Le « trompettiste » de la revue Décapage compose un très court premier roman sur le deuil.

On connaît Erwan Desplanques, 32 ans, co-fondateur en 2001 de l’excellent Décapage, spécialiste en fulgurances et aphorismes. On retrouve sa finesse dans un court roman aux accents graves sur l’errance d’un homme en deuil entre les Landes, Paris et le Vietnam. Nous le rencontrons chez son éditeur, L’Olivier, pour sa première interview sur le sujet : il choisit les mots avec soin, la voix hésite puis s’affermit.

Erwan des planques Franz Galo interview Standard

© Franz Galo

Si j’y suis est le roman d’une errance. Quel en est le point de départ ?
Erwan Desplanques : Le deuil. Pas seulement après la mort, mais aussi avant, lorsqu’elle devient inéluctable… J’ai construit le livre autour de glissements : la mère du narrateur glisse lentement vers la mort, et lui-même glisse de lieu en lieu : là-bas (des retrouvailles manquées avec son premier amour), ici (son quotidien) et ailleurs, en Asie, où l’attendent la perte de soi puis la renaissance.
112 pages, c’est court, non ?
Il y a cinq ans, j’avais envoyé une version de deux cents pages à un éditeur, qui m’a suggéré d’élaguer. Je n’avais pas suffisamment de recul, je me suis concentré sur le journalisme et la musique [il est aussi chanteur du groupe post-rock Sarah W. Papsun]. L’an dernier, je l’ai ressorti de son tiroir et en vingt-quatre heures, j’ai coupé une page sur deux, bazardant les adjectifs et les adverbes inutiles. Certaines, épiques, sonnaient faux, d’autres que je croyais plus faibles s’avéraient poétiques.
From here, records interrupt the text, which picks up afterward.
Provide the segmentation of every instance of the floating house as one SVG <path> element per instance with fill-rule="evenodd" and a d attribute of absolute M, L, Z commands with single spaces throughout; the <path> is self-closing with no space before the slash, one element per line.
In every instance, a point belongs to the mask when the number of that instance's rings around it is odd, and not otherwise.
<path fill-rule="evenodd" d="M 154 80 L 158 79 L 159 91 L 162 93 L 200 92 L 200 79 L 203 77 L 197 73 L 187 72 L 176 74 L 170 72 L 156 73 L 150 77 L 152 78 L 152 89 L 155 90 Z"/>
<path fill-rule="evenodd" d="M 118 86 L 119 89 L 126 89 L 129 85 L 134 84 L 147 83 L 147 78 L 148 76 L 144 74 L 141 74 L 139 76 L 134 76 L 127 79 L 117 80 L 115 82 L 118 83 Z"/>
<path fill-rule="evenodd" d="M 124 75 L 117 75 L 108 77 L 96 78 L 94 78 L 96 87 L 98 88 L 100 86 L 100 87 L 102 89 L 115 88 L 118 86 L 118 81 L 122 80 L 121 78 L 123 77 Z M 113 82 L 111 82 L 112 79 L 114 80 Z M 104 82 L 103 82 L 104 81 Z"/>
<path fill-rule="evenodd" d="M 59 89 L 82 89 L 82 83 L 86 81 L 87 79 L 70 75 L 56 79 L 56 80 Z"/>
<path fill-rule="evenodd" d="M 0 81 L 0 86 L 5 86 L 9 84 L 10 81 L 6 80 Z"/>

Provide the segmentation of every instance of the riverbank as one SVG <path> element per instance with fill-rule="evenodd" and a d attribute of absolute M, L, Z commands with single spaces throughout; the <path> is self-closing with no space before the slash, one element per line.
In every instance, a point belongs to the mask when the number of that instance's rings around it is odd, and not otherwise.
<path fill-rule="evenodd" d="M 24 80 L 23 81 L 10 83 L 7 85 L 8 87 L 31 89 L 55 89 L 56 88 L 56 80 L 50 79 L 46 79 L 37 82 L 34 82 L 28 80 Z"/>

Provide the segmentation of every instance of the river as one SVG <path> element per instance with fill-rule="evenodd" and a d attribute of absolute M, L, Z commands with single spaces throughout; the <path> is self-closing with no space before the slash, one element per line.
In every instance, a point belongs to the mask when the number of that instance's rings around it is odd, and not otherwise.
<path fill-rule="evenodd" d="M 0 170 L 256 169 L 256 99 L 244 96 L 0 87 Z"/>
J’avais envie de me rapprocher de l’écriture blanche de Jean-Philippe Toussaint, Raymond Carver, Christian Oster… Et comme disait Alain Robbe-Grillet : « La meilleure partie d’un roman, c’est ce qui lui manque. »
Cette concision, c’est aussi une forme d’élégance ?
Ah ! Quand on parle d’élégance, on risque une sorte de néo-académisme – le joli style, la qualité française, le naturalisme désuet façon Richard Millet… Au début, j’étais complexé de m’en tenir à une langue classique au lieu de tenter de la renouveler, comme Jean-Christophe Bailly, Eric Chevillard ou Claro. Le modèle, c’est Jean Echenoz : la phrase qui tombe juste comme un vêtement parfaitement coupé. Une écriture qui va directement à la sensation, qui montre au lieu de décrire, en laissant un maximum de place au lecteur. Et surtout, sans épate. Ce qui n’empêche pas de se faire plaisir avec un bon mot ici et là, tant qu’il reste discret et qu’il sert le propos. Au début, dans Décapage, j’étais le spécialiste de la pirouette, j’écrivais avec une trompette, avec l’impression d’être brillant, mais c’était souvent du toc. Le sens de la formule, ça fait de bons journalistes, pas de bons écrivains.
Votre personnage est plus âgé que vous – c’est plutôt le contraire, en général.
En donnant à Jacques un bonne dizaine d’années de plus que moi, je m’interdisais de tomber dans le générationnel ou le potache, même si j’avais en tête des scènes burlesques, comme ce poulpe apprivoisé qu’il achète au Vietnam. Et puis, j’aime les clochards célestes, les vieillards de Beckett, ceux qui ont une lourde valise à porter.
« La vérité n’était plus mon affaire. L’important, c’était la sensation », dit Jacques. Est-ce cela, la maturité ?
J’ai longtemps lu des auteurs éruptifs, néo-céliniens. Aujourd’hui, je suis plus sensible à Patrick Modiano. Ou Annie Ernaux, dans Les Années [2008] : « Toutes les images disparaîtront. Toutes. » On est en plein dans la sensation, et en même temps c’est de la vérité pure.
Dans Décapage, vous écriviez : « Etre raisonnable par nature mais déraisonnable par conviction. » Objectif atteint ?
Un peu. En décembre, je me suis marié et j’ai enchaîné sur un marathon de vingt-quatre heures aux Transmusicales de Rennes, le voyage de noces, les fêtes… et la sortie du livre. Et je continue à écrire. Passer des heures sur une feuille de papier alors que tant de gens que je côtoie ne lisent pas, c’est de la déraison qui me parle.

 

Le livre
Vague à l’âme et sable fin
Qu’est donc venu chercher Jacques en posant sa valise sur cette plage des Landes, où vit son ex-femme, tandis que sa mère agonise à l’hôpital ? Lui-même ne le sait pas vraiment. Et pourtant il avance, par deuils successifs. Erwan Desplanques fait exister ses personnages en quelques traits : l’ex-femme dont il découvre par bribes la nouvelle vie, la mère qui peu à peu renonce à la sienne, l’oncle bigot ou encore le collègue Denis, prisonnier de l’alcool (« Mes filles m’aiment quand je suis saoul, sinon je les ennuie. Ma femme aussi. »). Et le narrateur, bien sûr, mystère dans lequel le lecteur finit par se projeter. D’où la force que prend le récit dans sa troisième partie, entre fuite et renaissance, sur une autre plage. Image finale magnifique, de celles qu’on n’oublie pas. B. G.